What you need to know
In short, a policy needs to be implemented where employees can unveil instances of misconduct that are considered to be "in the public interest" while employers can ensure that these disclosures can be made safely.

On the other hand, businesses need to explain to employees that instances where they feel they have been unfairly dismissed will no longer be covered by their policies.
What's more, employees need to know that their disclosures cannot be made "in good faith", meaning they need more than just the promise that they don't mean to hurt others when making a claim.

In fact, there have been regulations in place to protect employees who want to reveal instances of illegal activities within their businesses but lately these haven't seemed to be working.

Why you need to know it
The government has had to adapt quickly as many cases across industries have arisen recently where people have been held back from releasing information on misconduct.

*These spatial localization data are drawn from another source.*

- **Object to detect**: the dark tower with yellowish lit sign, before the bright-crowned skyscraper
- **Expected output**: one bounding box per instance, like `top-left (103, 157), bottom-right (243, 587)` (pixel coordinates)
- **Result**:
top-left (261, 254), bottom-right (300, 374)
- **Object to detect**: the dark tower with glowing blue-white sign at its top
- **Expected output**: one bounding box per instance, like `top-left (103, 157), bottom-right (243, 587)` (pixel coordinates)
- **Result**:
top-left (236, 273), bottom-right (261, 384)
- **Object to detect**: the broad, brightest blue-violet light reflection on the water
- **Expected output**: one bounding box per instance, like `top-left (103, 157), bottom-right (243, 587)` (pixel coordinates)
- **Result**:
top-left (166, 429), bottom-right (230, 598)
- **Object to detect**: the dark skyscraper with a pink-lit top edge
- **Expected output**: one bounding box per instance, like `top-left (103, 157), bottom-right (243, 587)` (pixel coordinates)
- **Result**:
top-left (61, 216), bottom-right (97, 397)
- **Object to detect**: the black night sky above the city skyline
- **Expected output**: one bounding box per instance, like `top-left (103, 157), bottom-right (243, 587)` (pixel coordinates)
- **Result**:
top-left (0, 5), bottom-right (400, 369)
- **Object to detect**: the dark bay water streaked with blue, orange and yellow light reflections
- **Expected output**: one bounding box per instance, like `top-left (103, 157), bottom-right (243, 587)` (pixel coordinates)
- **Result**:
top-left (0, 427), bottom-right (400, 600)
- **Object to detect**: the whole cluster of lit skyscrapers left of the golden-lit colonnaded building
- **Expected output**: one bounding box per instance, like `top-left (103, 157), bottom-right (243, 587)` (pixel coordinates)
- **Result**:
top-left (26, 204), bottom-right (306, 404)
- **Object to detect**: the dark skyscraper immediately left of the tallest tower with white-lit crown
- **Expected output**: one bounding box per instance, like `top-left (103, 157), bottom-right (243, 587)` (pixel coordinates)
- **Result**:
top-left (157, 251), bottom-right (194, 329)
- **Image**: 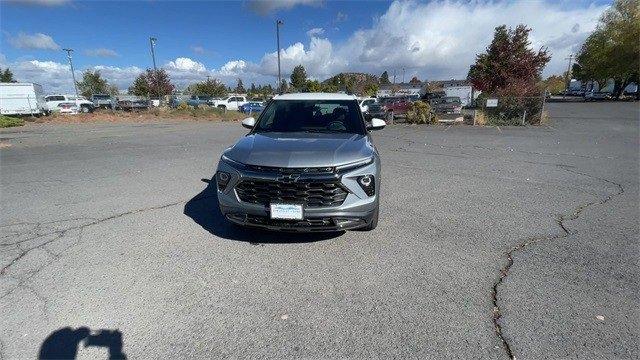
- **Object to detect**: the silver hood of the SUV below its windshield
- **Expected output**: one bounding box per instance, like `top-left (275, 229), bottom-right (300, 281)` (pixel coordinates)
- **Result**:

Perhaps the most high profile example of late is that of the American Edward Snowden, who released details of US internet and telephone surveillance which were classified.

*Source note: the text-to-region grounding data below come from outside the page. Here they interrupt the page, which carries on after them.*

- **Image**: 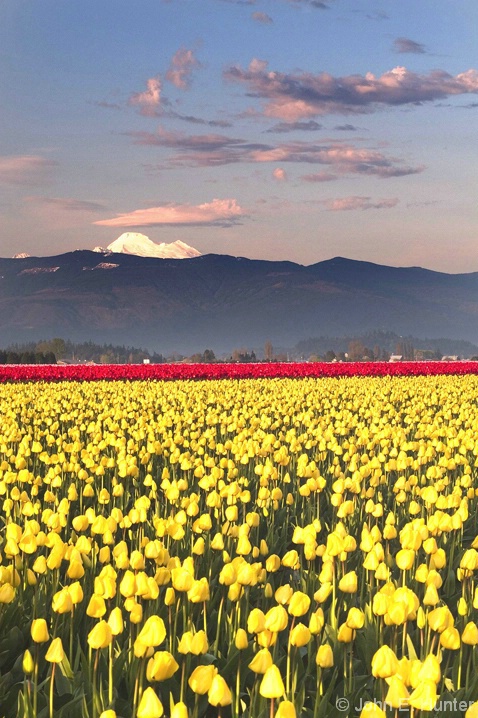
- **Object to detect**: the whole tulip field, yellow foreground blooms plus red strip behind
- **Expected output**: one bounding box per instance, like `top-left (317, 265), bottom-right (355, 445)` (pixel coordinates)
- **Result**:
top-left (0, 362), bottom-right (478, 718)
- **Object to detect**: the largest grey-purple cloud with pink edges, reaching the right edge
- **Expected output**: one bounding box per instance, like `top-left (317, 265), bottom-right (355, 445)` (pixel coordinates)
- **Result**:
top-left (224, 59), bottom-right (478, 122)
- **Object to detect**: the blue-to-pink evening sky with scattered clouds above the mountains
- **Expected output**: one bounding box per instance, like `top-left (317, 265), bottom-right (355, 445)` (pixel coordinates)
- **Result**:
top-left (0, 0), bottom-right (478, 273)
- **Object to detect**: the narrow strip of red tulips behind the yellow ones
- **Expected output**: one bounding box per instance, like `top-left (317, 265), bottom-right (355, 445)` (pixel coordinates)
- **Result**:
top-left (0, 361), bottom-right (478, 383)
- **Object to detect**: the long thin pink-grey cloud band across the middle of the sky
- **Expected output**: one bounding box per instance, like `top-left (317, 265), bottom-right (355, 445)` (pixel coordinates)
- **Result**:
top-left (132, 128), bottom-right (424, 178)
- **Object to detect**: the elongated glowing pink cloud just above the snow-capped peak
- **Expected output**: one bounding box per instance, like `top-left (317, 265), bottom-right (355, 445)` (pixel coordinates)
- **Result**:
top-left (94, 199), bottom-right (245, 227)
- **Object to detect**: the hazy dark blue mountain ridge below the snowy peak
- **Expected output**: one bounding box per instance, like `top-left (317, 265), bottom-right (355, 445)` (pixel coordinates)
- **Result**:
top-left (0, 250), bottom-right (478, 354)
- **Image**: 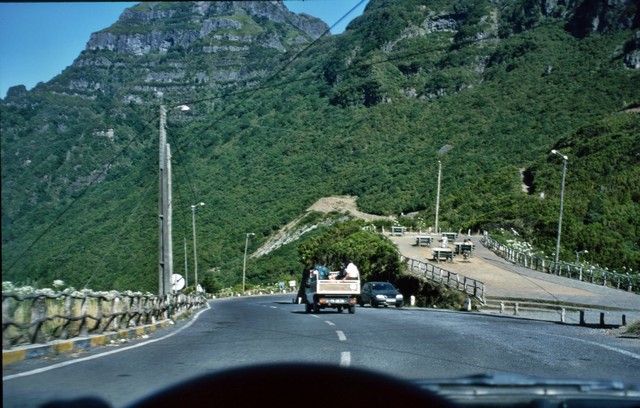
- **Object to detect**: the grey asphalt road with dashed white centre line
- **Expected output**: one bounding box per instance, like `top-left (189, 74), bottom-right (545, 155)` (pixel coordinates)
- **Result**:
top-left (3, 294), bottom-right (640, 407)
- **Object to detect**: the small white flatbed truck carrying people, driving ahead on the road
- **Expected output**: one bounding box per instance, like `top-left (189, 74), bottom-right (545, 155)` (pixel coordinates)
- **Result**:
top-left (305, 272), bottom-right (360, 314)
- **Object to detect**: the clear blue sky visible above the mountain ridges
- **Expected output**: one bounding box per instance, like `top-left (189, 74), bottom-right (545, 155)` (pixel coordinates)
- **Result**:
top-left (0, 0), bottom-right (368, 98)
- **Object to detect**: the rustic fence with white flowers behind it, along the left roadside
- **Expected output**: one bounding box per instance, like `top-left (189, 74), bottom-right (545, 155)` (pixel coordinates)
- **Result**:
top-left (2, 292), bottom-right (206, 349)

Yet the UK has had instance of its own to contend with, the most shocking of which was that of NHS gagging orders. It was revealed that staff had gained payments on the agreement that they would keep quiet after witnessing misconduct, which could be harmful to patients, in their workplace.

While many will have been appalled that the public's money was spent hiding malpractice in the NHS, it is not the only case recently where people's cash has been spent in a way other than intended.

Earlier in June, the Daily Telegraph used a Freedom of Information request to reveal that £28 million of BBC licence fees were spent on keeping staff quiet about cases of bullying or harassment that they had seen.